All participants will receive single-agent MIRV at 6 mg/kg adjusted ideal body weight (AIBW) administered on Day 1 of every 3-week cycle (Q3W).
Tumor response will be evaluated by the Investigator using RECIST v1.1. Computerized tomography (CT) or magnetic resonance imaging (MRI) scans will be collected for sensitivity analysis by blinded independent central review (BICR).
Participants will continue to receive MIRV until disease progression, unacceptable toxicity, withdrawal of consent, death, or until the Sponsor terminates the study (whichever comes first).
Tumor assessments, including radiological assessments by CT/MRI scans will be performed at Screening and subsequently every 6 weeks (± 1 week) from Cycle 1 Day 1 (C1D1) for the first 36 weeks then every 12 weeks (± 3 weeks) until disease progression, death, the start of new anticancer therapy, or participant's withdrawal of consent (whichever occurs first).

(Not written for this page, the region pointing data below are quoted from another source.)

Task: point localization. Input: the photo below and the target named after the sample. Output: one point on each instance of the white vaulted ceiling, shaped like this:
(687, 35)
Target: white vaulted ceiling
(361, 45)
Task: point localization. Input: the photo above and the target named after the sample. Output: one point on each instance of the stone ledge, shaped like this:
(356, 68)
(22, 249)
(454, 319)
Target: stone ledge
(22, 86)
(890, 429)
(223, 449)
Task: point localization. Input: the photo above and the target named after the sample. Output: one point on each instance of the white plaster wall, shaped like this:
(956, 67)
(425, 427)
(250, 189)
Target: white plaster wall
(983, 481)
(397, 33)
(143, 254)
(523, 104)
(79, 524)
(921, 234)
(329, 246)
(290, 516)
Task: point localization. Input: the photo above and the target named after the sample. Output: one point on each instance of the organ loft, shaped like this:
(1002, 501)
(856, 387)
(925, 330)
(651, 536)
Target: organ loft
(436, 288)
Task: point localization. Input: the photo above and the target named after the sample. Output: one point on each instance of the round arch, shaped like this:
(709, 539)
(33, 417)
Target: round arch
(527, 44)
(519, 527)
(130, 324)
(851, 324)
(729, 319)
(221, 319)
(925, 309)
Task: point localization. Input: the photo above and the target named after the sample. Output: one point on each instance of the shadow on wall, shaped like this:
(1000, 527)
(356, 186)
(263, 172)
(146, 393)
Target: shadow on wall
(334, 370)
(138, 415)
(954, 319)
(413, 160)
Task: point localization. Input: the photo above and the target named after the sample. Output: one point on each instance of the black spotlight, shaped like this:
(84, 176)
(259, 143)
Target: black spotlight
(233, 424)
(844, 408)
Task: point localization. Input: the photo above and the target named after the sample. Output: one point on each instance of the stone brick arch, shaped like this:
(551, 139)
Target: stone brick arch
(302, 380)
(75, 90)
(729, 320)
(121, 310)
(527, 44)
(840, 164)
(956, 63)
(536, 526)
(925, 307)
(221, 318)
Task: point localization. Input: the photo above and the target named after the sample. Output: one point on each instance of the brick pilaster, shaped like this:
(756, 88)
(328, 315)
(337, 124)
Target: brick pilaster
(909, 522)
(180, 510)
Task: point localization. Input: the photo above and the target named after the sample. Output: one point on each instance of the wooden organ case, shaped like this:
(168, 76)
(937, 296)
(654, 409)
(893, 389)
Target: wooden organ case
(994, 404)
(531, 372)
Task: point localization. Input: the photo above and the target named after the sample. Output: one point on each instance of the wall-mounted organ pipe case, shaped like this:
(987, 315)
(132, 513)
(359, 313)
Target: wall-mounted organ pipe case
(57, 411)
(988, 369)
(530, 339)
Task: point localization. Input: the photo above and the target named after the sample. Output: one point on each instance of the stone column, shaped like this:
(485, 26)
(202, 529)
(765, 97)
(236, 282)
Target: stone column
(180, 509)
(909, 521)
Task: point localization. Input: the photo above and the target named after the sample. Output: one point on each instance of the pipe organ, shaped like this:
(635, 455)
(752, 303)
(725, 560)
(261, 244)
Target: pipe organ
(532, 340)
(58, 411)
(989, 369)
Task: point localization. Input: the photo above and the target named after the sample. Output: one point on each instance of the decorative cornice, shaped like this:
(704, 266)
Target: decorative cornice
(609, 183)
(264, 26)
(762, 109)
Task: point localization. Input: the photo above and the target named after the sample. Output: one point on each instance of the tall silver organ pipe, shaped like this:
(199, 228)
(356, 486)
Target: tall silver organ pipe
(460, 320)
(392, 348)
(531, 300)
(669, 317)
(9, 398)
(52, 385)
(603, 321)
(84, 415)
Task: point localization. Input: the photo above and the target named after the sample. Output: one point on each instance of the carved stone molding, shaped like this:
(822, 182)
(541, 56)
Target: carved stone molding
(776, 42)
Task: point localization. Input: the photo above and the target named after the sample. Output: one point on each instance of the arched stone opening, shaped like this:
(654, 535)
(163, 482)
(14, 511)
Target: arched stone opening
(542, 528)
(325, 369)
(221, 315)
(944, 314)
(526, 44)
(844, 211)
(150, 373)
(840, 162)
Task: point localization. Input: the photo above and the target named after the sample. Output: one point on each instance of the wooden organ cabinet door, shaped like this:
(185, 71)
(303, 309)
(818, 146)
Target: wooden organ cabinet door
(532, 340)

Participants who discontinue MIRV for reasons other than progressive disease (PD) will continue with tumor assessments until documentation of PD or the start of a new anticancer therapy, whichever comes first. Prior to Week 36 (from Cycle 1, Day 1), assessments should occur every 6 weeks (± 1 week) as allowed by local requirements but must occur at an interval of no more than 12 weeks. After Week 36, assessment will occur every 12 weeks (± 3 weeks) until documentation of PD or the start of new anticancer therapy.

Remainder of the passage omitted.